2. Domestic policy becomes subordinate to foreign policy.

3. Ascendancy of the military mind to such a point at last that the civilian mind is intimidated.

4. A system of satellite nations.

5. A complex of vaunting and fear.

He could have listed this too.  In my view this book goes wrong by failing to consider that the right-wing, anti-militarist tradition was wrong on some pretty critical cases.  Nonetheless if you are looking for a well-informed, well-written, and up-to-date book on that tradition, consider this your go-to source.

1 Bob Murphy April 20, 2008 at 10:52 am

In my view this book goes wrong by failing to consider that the right-wing, anti-militarist tradition was wrong on some pretty critical cases.

I was expecting a link to a picture of Auschwitz or something, and was utterly baffled.

I’m assuming I don’t get a joke. Can someone explain?

2 MarkJ April 20, 2008 at 11:27 am

Some casual observations. I’ll have to read the book, but it’s obvious that when Garet Garrett penned his “imperial requisites” in 1953:

1. There were no nuke-tipped ICBM’s.

2. Therefore, we could still pretty much count on two oceans protecting this country.

3. The notion of our having to deal with a fanatical, suicidal, homicidal death cult slithering out of 7th Century backwaters like Saudi Arabia and Afghanistan was nothing short of laughable.

4. The only other “great powers” worthy of the name in 1953 were Britain, France, and the Soviet Union. One of them is now history, and the pretty much the only thing that keeps the UK, La Belle France, or post-Soviet Russia now “great” is that they’ve still got nukes.

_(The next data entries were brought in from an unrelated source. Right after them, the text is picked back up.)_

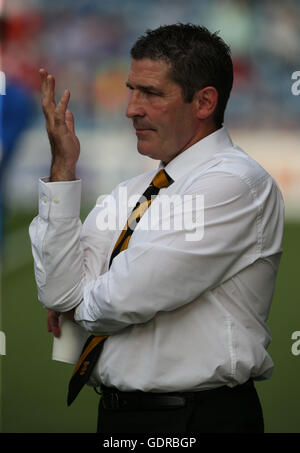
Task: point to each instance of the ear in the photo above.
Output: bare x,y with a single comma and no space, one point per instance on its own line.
206,102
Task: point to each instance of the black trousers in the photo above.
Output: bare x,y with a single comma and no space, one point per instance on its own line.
222,410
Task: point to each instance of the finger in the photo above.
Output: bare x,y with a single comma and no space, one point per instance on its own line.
47,93
69,118
60,111
53,323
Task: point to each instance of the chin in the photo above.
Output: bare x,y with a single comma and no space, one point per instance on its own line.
146,151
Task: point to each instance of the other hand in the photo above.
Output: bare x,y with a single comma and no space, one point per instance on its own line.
65,146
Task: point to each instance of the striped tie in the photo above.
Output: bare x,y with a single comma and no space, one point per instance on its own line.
94,344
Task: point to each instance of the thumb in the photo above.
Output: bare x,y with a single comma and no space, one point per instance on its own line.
69,118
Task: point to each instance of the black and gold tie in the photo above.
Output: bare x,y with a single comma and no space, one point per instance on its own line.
94,344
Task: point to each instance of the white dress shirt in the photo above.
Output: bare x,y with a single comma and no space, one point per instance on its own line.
185,309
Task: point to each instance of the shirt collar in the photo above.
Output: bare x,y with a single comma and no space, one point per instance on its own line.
197,154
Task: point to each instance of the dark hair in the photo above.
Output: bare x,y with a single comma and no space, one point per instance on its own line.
198,59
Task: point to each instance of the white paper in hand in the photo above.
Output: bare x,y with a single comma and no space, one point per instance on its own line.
68,346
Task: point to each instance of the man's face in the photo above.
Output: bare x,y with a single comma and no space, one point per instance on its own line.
165,125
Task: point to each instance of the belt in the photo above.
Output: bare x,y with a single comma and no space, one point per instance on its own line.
114,399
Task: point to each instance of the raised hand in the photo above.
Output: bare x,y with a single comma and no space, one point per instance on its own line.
65,146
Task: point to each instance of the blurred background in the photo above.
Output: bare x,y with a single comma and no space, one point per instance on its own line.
86,45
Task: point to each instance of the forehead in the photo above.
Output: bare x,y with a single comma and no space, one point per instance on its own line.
149,72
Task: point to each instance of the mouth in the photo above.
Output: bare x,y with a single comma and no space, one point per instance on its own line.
143,130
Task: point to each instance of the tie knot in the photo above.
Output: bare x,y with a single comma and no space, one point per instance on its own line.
161,179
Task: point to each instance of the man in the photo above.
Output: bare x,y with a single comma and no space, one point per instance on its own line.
184,309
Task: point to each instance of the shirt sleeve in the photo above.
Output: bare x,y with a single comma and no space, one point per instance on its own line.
66,254
164,270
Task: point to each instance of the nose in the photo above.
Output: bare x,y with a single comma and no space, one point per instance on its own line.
135,107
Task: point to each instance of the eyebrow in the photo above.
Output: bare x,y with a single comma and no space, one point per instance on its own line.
149,88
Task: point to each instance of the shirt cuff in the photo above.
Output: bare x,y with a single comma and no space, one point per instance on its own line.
59,199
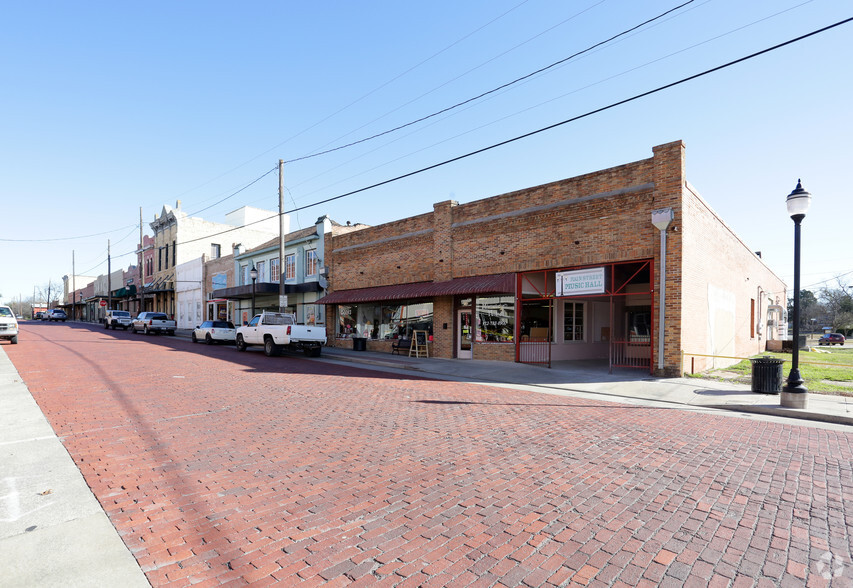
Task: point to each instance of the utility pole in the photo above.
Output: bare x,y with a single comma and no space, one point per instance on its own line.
73,287
282,297
109,282
140,261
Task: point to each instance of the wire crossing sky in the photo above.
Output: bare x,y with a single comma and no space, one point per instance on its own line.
100,122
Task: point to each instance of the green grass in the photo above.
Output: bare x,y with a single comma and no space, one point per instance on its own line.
830,377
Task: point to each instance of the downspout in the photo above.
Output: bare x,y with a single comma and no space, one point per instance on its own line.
661,219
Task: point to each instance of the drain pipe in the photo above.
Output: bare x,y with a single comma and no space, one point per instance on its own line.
661,219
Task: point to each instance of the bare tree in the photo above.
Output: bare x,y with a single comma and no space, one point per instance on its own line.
838,305
51,293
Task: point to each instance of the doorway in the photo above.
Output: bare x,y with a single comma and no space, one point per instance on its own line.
465,335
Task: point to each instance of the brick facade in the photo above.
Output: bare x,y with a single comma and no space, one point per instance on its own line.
598,218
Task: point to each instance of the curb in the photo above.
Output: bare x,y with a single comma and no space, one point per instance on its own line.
792,413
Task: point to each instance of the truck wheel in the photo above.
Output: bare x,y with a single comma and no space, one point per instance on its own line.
270,348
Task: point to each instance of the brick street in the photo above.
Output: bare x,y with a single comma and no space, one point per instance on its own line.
219,467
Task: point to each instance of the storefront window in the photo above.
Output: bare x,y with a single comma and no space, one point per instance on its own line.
377,321
573,322
496,319
535,321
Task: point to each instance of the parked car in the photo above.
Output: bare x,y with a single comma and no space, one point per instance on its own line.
57,314
117,319
214,331
277,331
831,339
8,325
153,322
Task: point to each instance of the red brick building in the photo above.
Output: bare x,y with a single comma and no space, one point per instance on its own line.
587,268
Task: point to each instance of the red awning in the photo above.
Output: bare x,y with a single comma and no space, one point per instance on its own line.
494,284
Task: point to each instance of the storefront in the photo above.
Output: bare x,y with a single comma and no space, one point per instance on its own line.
624,267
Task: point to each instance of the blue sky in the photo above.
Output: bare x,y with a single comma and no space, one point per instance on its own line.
108,107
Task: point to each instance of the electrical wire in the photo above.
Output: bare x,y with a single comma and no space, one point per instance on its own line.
253,182
547,128
357,100
488,92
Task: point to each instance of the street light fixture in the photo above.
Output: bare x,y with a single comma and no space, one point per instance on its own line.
254,275
794,393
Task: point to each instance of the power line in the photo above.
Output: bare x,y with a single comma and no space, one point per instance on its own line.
357,100
493,90
547,128
255,181
539,105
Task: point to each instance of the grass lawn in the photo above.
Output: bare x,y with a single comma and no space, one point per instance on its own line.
828,371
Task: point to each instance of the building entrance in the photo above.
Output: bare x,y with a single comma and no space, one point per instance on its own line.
599,312
464,335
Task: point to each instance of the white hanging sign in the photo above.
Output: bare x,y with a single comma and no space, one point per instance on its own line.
579,282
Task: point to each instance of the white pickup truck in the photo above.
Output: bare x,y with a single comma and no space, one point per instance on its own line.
153,322
277,331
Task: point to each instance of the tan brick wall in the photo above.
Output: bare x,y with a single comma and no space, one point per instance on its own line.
222,265
722,278
597,218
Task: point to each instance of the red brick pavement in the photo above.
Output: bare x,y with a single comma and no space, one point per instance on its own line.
219,467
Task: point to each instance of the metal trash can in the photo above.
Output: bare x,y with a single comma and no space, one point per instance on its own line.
767,375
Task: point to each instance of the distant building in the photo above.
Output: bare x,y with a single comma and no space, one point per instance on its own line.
179,238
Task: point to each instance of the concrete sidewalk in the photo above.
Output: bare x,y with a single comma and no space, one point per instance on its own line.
53,532
629,386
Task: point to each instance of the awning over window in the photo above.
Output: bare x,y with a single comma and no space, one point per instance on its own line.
124,292
494,284
264,288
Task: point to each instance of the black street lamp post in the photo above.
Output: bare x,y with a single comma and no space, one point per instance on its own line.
794,393
254,275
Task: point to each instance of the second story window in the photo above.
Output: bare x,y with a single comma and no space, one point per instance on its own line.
290,266
275,270
311,262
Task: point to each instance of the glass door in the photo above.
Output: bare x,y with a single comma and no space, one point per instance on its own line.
465,335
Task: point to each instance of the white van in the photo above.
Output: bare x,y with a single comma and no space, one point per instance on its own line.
117,319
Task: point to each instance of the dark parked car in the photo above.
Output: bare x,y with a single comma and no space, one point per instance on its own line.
831,339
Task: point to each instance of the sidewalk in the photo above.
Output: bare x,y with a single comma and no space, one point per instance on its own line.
53,531
629,386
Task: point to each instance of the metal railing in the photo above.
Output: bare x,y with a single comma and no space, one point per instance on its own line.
632,353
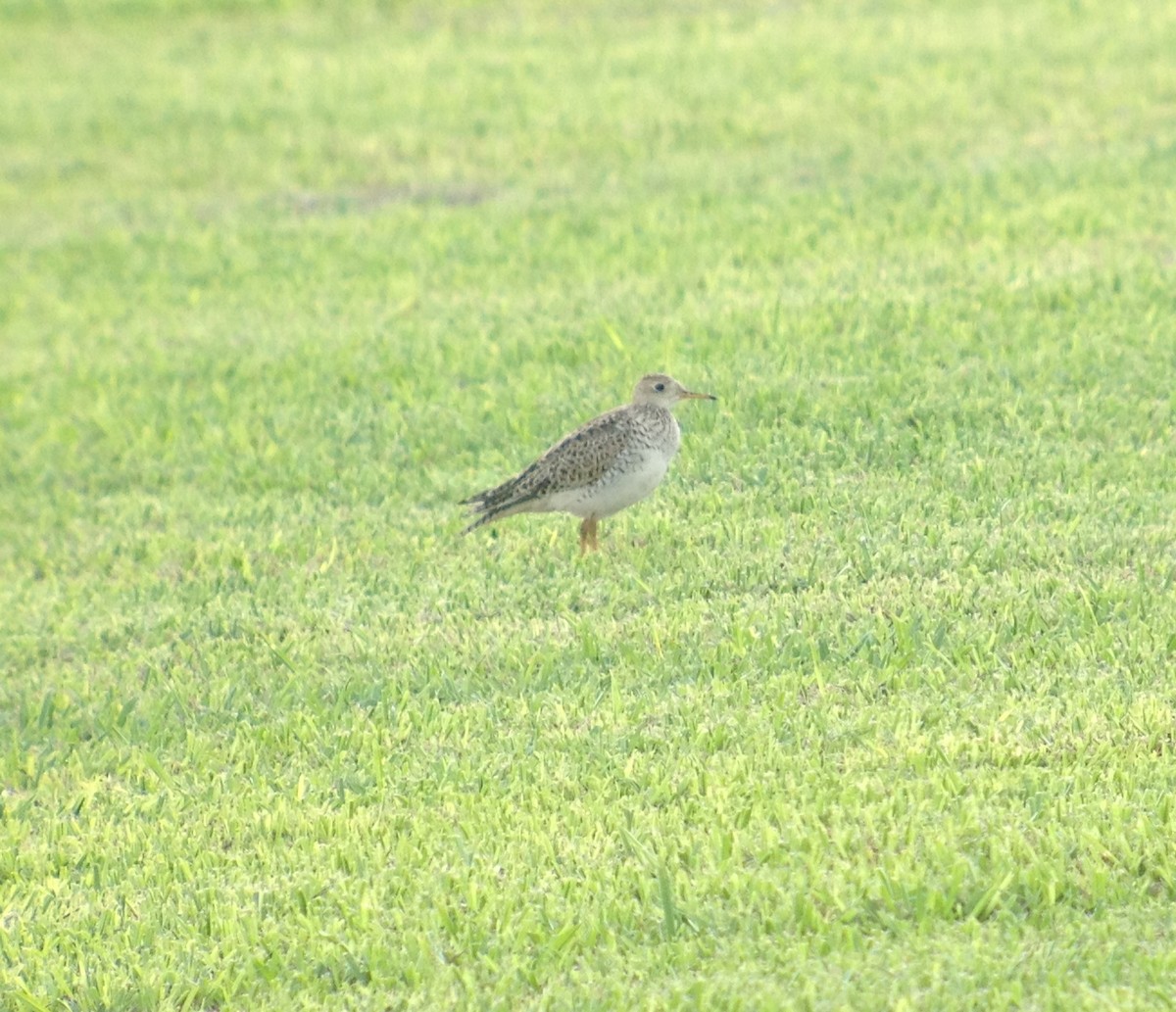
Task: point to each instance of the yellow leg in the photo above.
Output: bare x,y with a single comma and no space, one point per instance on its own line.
588,541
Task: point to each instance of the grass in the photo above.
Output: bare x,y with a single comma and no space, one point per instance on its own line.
869,706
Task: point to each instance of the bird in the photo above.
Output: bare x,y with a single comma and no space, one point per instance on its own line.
599,469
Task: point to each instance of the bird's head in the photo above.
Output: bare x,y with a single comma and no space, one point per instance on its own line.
664,392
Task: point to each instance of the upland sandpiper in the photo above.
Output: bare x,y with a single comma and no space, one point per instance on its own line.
603,466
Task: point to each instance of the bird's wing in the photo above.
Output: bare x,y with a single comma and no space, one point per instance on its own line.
579,459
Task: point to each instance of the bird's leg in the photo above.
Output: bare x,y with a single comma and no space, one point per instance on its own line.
588,536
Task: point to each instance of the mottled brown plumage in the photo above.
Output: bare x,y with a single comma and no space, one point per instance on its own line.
603,466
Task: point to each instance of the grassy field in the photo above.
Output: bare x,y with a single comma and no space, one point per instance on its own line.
869,706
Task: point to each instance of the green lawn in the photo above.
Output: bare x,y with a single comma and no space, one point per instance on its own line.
869,706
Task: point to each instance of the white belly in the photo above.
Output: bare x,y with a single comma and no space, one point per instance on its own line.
615,492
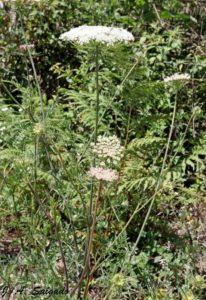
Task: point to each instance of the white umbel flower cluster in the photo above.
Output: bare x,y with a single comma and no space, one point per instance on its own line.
103,174
108,149
102,34
176,77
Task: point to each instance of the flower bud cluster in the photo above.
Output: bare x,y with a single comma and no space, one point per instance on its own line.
176,77
107,151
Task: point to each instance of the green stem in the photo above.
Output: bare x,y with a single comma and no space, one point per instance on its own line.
89,247
160,178
97,92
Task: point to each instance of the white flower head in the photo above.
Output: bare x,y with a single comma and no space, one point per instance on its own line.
102,34
4,109
103,174
177,77
108,149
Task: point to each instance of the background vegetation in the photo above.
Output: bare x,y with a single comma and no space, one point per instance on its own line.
44,189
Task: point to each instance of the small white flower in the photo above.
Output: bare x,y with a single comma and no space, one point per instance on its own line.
177,76
108,149
103,34
4,109
103,174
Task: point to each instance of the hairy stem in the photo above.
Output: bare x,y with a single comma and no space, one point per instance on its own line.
90,242
160,178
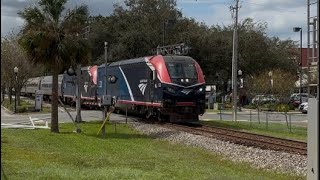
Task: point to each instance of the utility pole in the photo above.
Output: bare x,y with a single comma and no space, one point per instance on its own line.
234,58
105,112
84,35
78,90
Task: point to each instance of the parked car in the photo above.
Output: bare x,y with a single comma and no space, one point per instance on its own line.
295,98
264,99
303,107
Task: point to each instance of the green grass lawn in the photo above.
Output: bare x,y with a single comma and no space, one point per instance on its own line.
24,107
274,129
39,154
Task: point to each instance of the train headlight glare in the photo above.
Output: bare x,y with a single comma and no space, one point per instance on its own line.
171,90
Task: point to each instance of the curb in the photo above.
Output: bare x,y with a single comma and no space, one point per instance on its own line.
7,110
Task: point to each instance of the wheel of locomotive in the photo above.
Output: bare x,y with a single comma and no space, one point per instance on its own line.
117,110
161,117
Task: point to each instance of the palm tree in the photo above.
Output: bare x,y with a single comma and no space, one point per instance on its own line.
50,37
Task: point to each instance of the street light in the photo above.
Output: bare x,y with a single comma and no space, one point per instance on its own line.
271,80
15,70
299,29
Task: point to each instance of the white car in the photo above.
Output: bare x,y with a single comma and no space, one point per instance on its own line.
303,107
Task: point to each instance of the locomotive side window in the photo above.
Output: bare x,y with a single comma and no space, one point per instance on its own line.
181,70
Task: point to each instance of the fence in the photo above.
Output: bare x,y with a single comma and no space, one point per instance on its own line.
290,121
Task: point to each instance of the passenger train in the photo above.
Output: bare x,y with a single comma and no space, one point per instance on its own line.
168,87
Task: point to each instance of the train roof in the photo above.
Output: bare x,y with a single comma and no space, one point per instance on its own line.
144,59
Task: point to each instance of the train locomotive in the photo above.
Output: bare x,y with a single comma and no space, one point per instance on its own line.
167,87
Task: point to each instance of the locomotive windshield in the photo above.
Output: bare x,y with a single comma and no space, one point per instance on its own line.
178,70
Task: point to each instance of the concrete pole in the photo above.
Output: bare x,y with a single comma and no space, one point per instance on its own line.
234,62
78,94
300,67
105,111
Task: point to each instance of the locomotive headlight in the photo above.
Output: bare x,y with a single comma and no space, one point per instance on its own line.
171,90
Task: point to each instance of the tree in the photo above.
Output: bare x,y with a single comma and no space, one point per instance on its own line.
51,37
12,55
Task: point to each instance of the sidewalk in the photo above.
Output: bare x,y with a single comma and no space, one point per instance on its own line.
247,111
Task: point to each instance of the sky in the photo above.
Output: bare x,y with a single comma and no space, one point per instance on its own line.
280,15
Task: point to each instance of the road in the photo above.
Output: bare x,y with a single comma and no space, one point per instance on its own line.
90,115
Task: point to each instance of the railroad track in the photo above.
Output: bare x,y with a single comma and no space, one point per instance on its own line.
243,138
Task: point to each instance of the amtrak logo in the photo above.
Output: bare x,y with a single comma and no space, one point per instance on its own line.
186,91
142,87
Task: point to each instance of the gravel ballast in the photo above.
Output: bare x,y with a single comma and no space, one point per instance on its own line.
262,159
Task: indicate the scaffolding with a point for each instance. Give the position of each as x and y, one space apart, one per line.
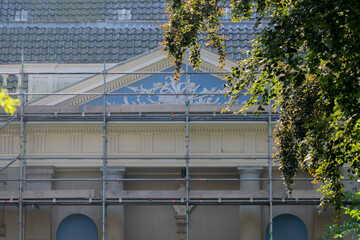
263 197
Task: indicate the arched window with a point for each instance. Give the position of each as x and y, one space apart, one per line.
286 227
77 227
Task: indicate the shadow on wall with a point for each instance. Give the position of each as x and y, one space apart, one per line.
77 227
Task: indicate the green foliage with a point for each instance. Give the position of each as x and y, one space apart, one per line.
350 226
8 103
309 55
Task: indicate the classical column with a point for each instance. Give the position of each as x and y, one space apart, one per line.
115 214
250 216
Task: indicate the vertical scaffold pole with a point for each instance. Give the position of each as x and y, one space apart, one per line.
187 155
104 158
270 168
24 181
21 154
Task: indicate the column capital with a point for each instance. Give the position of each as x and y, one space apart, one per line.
249 171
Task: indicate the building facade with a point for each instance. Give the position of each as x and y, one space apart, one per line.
106 145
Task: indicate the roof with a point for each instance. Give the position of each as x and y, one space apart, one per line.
83 10
90 31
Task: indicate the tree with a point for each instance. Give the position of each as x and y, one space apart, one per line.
8 103
351 226
309 55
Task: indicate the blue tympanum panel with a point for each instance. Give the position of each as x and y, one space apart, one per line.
287 227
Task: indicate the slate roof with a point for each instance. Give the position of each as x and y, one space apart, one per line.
77 31
83 10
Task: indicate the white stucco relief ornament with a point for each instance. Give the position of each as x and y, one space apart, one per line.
170 86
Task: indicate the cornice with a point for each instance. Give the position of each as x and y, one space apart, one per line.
37 129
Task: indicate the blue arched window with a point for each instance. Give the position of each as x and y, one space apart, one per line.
77 227
287 227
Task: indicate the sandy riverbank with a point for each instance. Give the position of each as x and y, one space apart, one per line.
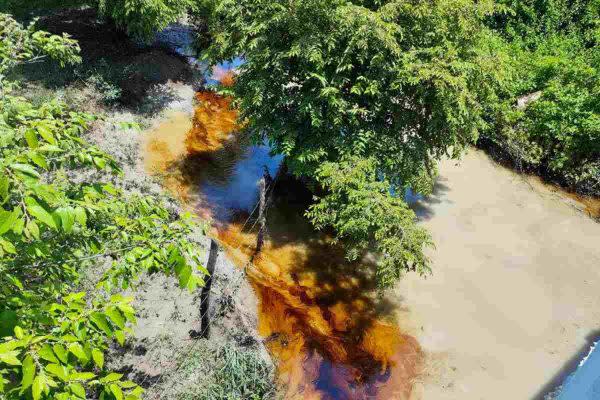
515 293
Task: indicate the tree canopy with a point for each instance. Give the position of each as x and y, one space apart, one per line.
61 210
392 85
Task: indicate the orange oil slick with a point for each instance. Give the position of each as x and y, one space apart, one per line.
332 337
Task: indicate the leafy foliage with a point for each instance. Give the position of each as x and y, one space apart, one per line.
144 17
364 213
56 218
556 65
398 83
141 18
20 45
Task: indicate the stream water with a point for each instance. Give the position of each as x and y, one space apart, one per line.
330 334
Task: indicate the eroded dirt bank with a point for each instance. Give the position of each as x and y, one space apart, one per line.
331 336
514 297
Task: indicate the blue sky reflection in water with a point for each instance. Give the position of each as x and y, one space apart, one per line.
240 190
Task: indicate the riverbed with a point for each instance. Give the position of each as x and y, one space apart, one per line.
514 301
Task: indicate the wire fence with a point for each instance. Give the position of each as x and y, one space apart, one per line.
221 300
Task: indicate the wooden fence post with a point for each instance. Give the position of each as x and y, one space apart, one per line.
261 214
205 294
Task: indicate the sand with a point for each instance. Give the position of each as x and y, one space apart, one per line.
514 298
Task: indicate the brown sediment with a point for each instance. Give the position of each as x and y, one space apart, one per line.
332 336
214 124
330 333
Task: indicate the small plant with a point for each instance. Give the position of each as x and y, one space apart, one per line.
57 217
238 374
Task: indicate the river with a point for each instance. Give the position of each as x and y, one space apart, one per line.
514 285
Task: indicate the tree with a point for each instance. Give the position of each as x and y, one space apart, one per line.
57 217
392 85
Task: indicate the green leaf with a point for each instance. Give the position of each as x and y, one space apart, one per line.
113 376
8 219
18 226
28 371
39 160
46 353
39 385
78 352
116 317
67 218
49 148
80 216
31 138
10 358
98 358
100 162
101 322
46 133
120 335
8 321
40 213
81 376
116 391
60 352
59 371
19 333
33 229
77 390
4 186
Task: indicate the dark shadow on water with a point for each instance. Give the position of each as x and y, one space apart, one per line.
568 368
424 207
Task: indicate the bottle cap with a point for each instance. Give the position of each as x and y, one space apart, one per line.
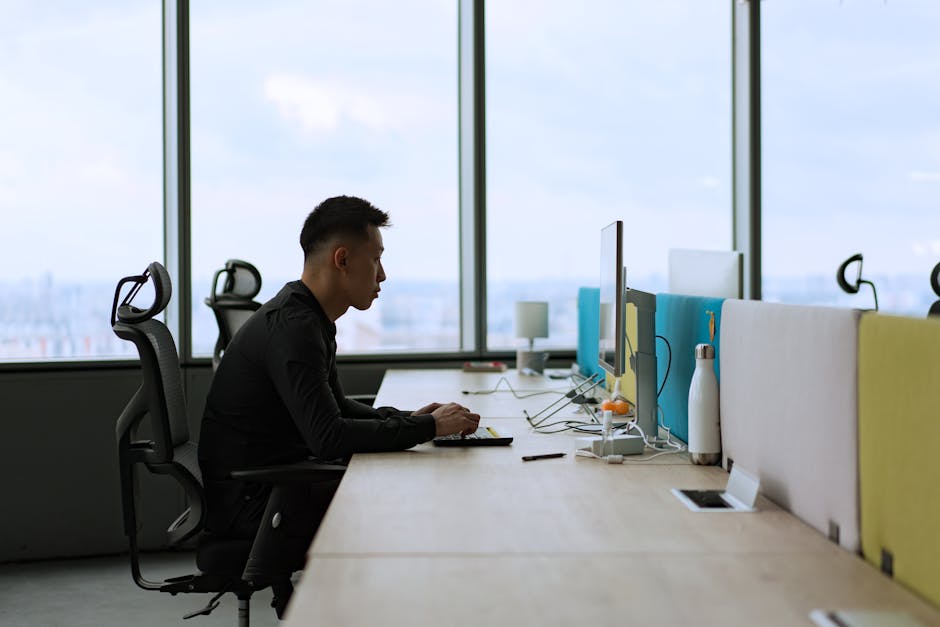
704 351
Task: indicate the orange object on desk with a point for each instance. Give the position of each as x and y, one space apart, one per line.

5. There was no irredentist “undocumented alien” problem in 1953.

6. China had no force projection beyond its immediate borders (e.g., northern Korea).

I invite your additions to this list.

3 Jacob Oost April 20, 2008 at 2:20 pm

Well, as somebody who is against the imperialist annexations of Hawaii, Alaska, Puerto Rico, Guam, etc. and the continued occupations of Germany, Japan, etc. yet who supports the invasions of Afghanistan and Iraq where do I fit in?

And MarkJ makes good points, and some reasons why I adhere to Milton Friedman’s style of solving many problems: weighing up pros and cons and making decisions relevant to the here and now rather than making maxims to be followed for all time.

4 TGGP April 20, 2008 at 2:59 pm

MarkJ, there is still no real threat from ICBMs and backward Muslims should be laughed at rather than feared.

Jacob Oost, asking where you fit in while mentioning you supported the Iraq war at this point is not going to get a very positive response.

How was Korea “pretty critical”?

5 Jacob Oost April 20, 2008 at 6:20 pm

Should all rules be stuck to religiously though? I for one do not think so, Rule X may not apply in Situation Z, even if it applied in Situation A, Situation B, Situation C, etc.

TGGP, I know the hip libertarian thing to do is oppose the war, but I cautiously supported the invasion then and I still do, though I have problems with a lot of what followed. I do not regard the high death rates as an inevitable outcome of the war. If you recall, the actual war went smoothly, it was the occupation that was hell in a hand bag.

I do not disagree with fighting the Axis Powers in WW2, but I do disagree with the draft, segregation, the use of nuclear weapons on civilians, etc. Not every war is one entire huge issue you must categorically support or oppose.

6 Tom April 21, 2008 at 10:12 am

“3. Fanatics such as the ones who struck on 9/11 are not a threat to the entire country and never will be.
They can do damage, including mass murder, but so can a nut with a gun on a college campus or a mall. Are “gun nuts” a threat to the Republic?”

Name a gun nut who has killed 3000 people, please.

I think fanatics are going to be increasingly dangerous.
Technology has made very bad bio weapons more easily made and deployed.

7 David R. Henderson April 21, 2008 at 4:53 pm

I’ve been waiting for over a day, but I guess Tyler’s never going to tell us what Kauffman got wrong on that “critical case” of kimchee. What is Kauffman’s position on kimchee, anyway? I couldn’t find it in Kauffman’s index?